A Ale, que inspiró esta entrada
sévérine, la dulce sévérine, se ha marchado. No es algo que haya ocurrido hoy, ni ayer. De hecho, hace ya tiempo que dejó de ser sévérine. Han pasado incluso unos cuantos
meses desde que tomamos la decisión de seguir caminos diferentes (pero
yo no había encontrado el ánimo de sentarme a escribir hasta este mismo
momento). Y, para entonces -casi podría decir que desde que fuera
escrita la última entrada de este blog-, toda relación entre nosotros inspirada por el BDSM se había esfumado. Como he dicho más arriba, dejó de ser sévérine (colgó los hábitos, diríamos) y recuperó su identidad civil. Todavía tratamos de salvar los trastos, en nombre del cariño que nos profesábamos y de los muchos intereses que nos unían,
pero no es posible engañarse durante mucho tiempo (aunque hay quien lo
consigue durante una vida entera. A costa de pagarlo en la siguiente,
dicen), sin que salten las alarmas y el proceso de declive dé paso al de
implosión. Ni qué decir tiene que me ha costado recuperarme. Fueron
muchos años juntos, sembrados de alegrías, descubrimientos y sinsabores.
Me sigue pareciendo una persona admirable, alguien a quien seguiré
queriendo en toda circunstancia, pero, al margen de toda fantasía, era
hora de admitir lo inevitable, levantar acta de defunción y seguir
adelante. Y éste seguir adelante conlleva, en mi caso, la plena
aceptación, ya sin ambages ni medias tintas, sin subterfugios
sentimentales ni excusas bizantinas, de mi íntima condición de
Dominante. Porque si bien aquella-que-dejó-de-ser-sévérine no tuvo más
remedio que admitir que su sumisión estaba ligada al juego de rol, al
capricho sexual y al deseo de satisfacer mis fantasías (y de paso las suyas),
por amor y complicidad-, en mí el proceso caminó en dirección
contraria, desbaratando mis constantes esfuerzos por mantener al bicho
bajo control. El que yo siempre había denominado como "el gemelo malo"
tomó las riendas del asunto y, dando un puñetazo en al mesa, dejó claro
que las ambigüedades y las medias tintas se habían terminado. Pues quien
se engaña, no sólo se traiciona a sí mismo, sino a todos cuantos lo
rodean. Y claro está que existen circunstancias y entornos en las que no
queda otra que ocultar nuestra identidad secreta, pues se hallan en
juego demasiadas cosas, pero ello no debería servir de coartada para
evitar confesarnos la verdad a nosotros mismos y vivirla. ¿Pues qué
clase de orgullo podrás sentir, si no te reivindicas a tus propios ojos?
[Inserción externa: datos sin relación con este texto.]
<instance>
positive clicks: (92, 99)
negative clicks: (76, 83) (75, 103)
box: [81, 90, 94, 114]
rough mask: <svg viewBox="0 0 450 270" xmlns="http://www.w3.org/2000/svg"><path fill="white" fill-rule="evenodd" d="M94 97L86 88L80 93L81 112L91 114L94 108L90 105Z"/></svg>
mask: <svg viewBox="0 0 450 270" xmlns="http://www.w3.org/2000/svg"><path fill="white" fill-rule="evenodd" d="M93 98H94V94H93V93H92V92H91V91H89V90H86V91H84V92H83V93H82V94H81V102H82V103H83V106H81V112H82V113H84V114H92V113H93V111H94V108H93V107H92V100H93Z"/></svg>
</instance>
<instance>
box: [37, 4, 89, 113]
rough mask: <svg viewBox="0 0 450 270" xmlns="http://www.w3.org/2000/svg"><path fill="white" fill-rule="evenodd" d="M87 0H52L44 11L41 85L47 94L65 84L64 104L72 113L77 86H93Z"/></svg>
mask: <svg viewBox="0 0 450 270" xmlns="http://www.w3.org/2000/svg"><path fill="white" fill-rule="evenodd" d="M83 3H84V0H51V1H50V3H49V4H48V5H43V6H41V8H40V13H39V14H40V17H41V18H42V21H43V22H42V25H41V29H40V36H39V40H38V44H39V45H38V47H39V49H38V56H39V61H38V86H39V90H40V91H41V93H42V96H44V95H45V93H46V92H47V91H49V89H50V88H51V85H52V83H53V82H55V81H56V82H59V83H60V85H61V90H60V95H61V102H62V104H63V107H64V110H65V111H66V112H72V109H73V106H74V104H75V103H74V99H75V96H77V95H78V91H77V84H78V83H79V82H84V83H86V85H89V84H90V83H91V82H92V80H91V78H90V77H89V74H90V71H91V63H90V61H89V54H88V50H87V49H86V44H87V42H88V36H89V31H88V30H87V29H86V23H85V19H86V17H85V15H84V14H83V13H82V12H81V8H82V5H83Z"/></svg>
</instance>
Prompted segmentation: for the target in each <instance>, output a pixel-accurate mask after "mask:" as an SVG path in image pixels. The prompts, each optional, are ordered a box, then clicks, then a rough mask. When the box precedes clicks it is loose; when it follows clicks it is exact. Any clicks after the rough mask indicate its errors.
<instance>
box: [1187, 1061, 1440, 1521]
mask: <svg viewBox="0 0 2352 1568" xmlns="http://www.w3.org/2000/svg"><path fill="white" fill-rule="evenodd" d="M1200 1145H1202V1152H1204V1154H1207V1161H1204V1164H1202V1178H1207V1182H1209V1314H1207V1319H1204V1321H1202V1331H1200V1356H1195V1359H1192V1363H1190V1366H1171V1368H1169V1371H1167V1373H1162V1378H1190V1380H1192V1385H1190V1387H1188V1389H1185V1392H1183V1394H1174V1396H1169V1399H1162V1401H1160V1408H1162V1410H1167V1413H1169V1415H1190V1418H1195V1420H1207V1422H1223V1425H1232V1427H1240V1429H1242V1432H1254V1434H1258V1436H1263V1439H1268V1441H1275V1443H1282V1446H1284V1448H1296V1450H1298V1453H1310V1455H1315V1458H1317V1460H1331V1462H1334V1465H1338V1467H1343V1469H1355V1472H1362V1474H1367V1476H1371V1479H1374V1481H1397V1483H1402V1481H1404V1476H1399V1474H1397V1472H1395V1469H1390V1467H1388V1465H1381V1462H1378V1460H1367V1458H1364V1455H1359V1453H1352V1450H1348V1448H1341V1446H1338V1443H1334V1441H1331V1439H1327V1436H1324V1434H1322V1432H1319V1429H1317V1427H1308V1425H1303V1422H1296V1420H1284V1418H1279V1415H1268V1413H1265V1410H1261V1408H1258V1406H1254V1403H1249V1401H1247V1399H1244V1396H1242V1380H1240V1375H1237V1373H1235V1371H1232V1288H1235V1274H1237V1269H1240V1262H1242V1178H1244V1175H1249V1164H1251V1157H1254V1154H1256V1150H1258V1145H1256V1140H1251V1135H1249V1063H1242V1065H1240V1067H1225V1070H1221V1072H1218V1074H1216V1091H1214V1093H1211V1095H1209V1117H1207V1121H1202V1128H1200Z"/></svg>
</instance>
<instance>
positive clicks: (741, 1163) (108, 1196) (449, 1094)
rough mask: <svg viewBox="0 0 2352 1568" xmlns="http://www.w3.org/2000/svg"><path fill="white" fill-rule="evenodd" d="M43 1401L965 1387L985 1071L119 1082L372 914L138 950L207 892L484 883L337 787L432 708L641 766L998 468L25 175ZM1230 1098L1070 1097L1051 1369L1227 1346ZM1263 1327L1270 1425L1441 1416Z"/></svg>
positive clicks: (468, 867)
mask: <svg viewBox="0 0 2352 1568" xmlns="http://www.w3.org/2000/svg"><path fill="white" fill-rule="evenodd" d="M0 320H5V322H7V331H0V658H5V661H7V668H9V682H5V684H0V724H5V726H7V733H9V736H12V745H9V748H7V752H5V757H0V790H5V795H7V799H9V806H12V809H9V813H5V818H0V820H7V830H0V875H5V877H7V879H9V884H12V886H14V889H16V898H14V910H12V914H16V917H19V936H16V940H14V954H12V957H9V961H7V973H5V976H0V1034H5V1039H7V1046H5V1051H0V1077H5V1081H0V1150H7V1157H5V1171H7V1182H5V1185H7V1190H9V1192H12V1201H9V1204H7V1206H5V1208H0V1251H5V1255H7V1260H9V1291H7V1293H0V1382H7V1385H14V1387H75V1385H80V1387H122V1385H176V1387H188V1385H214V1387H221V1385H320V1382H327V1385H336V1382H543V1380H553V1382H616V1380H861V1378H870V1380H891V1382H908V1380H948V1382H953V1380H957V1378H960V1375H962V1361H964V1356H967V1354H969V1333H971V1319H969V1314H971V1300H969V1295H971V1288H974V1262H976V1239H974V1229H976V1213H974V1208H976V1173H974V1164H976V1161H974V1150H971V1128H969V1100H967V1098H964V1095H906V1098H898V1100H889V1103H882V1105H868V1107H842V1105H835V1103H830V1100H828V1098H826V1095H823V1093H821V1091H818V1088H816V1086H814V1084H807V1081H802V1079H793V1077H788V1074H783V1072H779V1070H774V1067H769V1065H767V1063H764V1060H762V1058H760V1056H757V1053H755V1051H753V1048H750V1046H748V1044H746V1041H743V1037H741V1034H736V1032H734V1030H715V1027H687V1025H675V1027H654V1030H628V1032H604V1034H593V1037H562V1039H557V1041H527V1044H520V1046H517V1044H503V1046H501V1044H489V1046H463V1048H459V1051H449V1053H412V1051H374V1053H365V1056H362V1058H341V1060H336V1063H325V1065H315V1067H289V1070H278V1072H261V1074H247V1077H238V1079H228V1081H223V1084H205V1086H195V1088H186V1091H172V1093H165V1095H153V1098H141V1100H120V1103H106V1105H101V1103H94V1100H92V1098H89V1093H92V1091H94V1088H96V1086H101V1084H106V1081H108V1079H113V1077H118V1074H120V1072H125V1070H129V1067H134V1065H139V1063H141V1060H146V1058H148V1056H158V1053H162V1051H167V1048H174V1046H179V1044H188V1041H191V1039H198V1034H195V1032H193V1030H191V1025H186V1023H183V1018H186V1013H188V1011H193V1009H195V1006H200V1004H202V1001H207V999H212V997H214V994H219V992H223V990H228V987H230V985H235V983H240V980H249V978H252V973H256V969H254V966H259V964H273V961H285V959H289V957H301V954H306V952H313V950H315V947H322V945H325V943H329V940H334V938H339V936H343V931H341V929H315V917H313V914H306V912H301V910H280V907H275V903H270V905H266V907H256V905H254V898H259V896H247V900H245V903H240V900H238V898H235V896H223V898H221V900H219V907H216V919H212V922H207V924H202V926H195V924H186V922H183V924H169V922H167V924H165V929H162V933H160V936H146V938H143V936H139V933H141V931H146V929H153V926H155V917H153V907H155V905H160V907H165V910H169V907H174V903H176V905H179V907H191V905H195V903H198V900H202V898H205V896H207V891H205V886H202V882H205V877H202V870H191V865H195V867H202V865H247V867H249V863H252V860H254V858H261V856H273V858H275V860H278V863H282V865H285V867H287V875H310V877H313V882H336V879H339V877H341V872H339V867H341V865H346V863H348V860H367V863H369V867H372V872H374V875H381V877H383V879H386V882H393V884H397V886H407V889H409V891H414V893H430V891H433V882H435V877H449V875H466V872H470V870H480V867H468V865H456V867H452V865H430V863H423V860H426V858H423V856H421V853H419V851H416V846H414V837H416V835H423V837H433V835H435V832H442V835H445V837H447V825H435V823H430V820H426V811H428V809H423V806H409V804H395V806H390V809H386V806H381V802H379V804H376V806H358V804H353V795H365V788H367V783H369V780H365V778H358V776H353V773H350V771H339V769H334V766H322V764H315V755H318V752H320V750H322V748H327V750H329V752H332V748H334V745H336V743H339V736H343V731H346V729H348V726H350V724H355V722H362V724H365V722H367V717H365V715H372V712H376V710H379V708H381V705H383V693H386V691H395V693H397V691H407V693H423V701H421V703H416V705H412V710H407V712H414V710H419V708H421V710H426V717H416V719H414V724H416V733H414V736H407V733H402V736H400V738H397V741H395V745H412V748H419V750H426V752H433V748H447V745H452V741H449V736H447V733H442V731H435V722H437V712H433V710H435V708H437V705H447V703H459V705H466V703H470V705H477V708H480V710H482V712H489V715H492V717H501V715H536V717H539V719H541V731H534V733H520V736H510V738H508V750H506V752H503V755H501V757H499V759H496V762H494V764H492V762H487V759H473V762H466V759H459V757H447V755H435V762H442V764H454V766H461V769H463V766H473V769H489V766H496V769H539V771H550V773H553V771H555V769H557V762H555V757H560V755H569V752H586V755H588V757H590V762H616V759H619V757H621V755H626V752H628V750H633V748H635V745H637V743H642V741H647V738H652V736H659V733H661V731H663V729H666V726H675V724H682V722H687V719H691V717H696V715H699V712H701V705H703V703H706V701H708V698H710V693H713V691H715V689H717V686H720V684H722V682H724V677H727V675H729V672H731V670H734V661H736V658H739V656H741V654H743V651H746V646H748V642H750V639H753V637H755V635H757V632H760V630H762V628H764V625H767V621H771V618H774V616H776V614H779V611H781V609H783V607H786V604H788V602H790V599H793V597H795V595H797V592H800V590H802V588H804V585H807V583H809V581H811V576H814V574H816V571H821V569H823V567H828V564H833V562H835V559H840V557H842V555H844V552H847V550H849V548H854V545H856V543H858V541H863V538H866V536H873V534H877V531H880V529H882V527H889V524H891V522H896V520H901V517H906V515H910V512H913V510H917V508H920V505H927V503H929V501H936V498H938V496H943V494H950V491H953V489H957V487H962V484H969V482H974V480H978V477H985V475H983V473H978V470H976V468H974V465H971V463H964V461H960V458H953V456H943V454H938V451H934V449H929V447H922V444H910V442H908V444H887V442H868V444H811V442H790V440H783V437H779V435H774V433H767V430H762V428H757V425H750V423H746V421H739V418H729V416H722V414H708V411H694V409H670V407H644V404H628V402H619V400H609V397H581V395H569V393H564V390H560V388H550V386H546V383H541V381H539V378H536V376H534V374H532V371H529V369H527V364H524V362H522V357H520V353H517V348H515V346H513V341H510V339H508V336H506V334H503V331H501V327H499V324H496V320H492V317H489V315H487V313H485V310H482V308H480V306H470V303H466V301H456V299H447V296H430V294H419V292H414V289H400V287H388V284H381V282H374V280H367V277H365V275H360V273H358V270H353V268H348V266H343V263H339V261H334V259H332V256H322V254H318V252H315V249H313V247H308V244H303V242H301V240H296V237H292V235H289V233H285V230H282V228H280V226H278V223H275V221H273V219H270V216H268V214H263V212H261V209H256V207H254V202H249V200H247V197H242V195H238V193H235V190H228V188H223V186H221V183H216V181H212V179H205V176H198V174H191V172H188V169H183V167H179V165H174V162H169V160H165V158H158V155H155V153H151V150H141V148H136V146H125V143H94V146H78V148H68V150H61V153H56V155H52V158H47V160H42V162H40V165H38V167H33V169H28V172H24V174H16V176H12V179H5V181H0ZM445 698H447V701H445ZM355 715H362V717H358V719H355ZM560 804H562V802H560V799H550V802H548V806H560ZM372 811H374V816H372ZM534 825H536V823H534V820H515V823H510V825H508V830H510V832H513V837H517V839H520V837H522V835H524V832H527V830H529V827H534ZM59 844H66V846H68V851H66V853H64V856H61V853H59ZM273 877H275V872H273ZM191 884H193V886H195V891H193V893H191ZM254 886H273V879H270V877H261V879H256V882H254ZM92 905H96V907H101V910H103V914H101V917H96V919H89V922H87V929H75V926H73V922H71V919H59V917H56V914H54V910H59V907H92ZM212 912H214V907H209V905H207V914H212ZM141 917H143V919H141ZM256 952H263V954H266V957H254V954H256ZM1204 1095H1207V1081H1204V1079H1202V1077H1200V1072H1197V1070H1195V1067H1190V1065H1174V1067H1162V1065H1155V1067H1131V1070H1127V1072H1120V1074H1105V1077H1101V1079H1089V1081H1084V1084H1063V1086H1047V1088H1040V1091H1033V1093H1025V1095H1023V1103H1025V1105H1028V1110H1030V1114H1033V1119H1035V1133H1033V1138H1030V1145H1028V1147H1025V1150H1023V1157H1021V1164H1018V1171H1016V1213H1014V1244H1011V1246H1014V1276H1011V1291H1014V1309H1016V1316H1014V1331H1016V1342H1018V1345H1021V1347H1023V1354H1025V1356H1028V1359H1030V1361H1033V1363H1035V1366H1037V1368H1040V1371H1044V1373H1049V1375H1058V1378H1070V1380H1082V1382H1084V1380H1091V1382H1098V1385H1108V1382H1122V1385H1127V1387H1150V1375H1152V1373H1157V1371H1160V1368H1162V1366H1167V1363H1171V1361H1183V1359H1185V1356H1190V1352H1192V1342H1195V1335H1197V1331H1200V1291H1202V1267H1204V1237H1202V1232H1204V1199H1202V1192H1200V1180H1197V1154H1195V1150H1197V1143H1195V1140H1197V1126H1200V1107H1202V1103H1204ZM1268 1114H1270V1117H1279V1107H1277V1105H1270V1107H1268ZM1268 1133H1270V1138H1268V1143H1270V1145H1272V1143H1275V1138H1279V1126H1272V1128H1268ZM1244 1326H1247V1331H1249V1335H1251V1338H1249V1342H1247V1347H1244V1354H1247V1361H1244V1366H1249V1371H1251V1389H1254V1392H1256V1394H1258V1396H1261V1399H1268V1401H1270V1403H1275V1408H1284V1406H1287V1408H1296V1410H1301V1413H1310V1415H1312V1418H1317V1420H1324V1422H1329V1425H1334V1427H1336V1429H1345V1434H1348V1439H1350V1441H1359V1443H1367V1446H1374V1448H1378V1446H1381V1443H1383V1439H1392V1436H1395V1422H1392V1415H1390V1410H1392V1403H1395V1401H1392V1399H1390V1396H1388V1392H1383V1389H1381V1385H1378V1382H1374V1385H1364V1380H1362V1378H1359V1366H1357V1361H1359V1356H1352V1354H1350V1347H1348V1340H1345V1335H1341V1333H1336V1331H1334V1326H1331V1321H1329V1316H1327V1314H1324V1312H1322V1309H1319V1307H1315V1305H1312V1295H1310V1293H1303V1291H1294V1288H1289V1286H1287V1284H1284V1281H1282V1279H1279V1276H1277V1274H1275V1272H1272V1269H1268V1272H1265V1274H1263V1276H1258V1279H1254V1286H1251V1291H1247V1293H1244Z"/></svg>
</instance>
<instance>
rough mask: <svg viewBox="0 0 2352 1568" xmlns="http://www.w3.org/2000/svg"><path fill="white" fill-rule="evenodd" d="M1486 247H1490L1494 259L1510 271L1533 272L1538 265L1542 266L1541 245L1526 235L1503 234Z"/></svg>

No miento si digo que ese paso, en apariencia tan nimio, me ha aportado
una paz que hacía mucho tiempo que no sentía (¿acaso la sentí antes, en
algún momento?). Incluso el lógico temor a la soledad, después de
tantos años de convivencia y complicidad, se ha desvanecido y con él, el abatimiento, la apatía pertinaz;
en pocas palabras, la fuerte depresión que arrastraba desde hacía ya
muchos meses. ¿Toca estar solo? No importa, pues toda incertidumbre se
ha visto barrida por la intensa sensación de hallarme donde anhelaba
estar y no me permitía. El
sentimiento de estar en lo cierto, en la búsqueda de quien me ayude a
completar el cuadro, ya sin mentiras ni autoengaños, me proporciona las
fuerzas para seguir adelante.Y puede que nunca llegue, que todo el
esfuerzo parezca entonces haber sido en vano, una quimera, pero siempre
quedará la certeza de que no pudo ser de otra manera de como está
siendo, por lo que todo esto contiene de verdad, en el sentido
heideggeriano de Aletheia como aquello que deja de estar oculto de desvelamiento del ser. Tampoco pretendo ponerme profundo -no en esta entrada, por lo menos-, sino dejar constancia de la frontera traspasada. Y, también, de mi regreso a este blog, con intención de hacer de él un cuaderno de bitácora que dé fe del camino emprendido. Estos últimos meses lo han sido no sólo de aceptación, sino también de reconocimiento íntimo, como si, mediante una pirueta inesperada, hubiese religado, por encima del tiempo transcurrido, el momento actual con el del hombre que fui hace veinticinco años. Pero esto será objeto de otra entrada.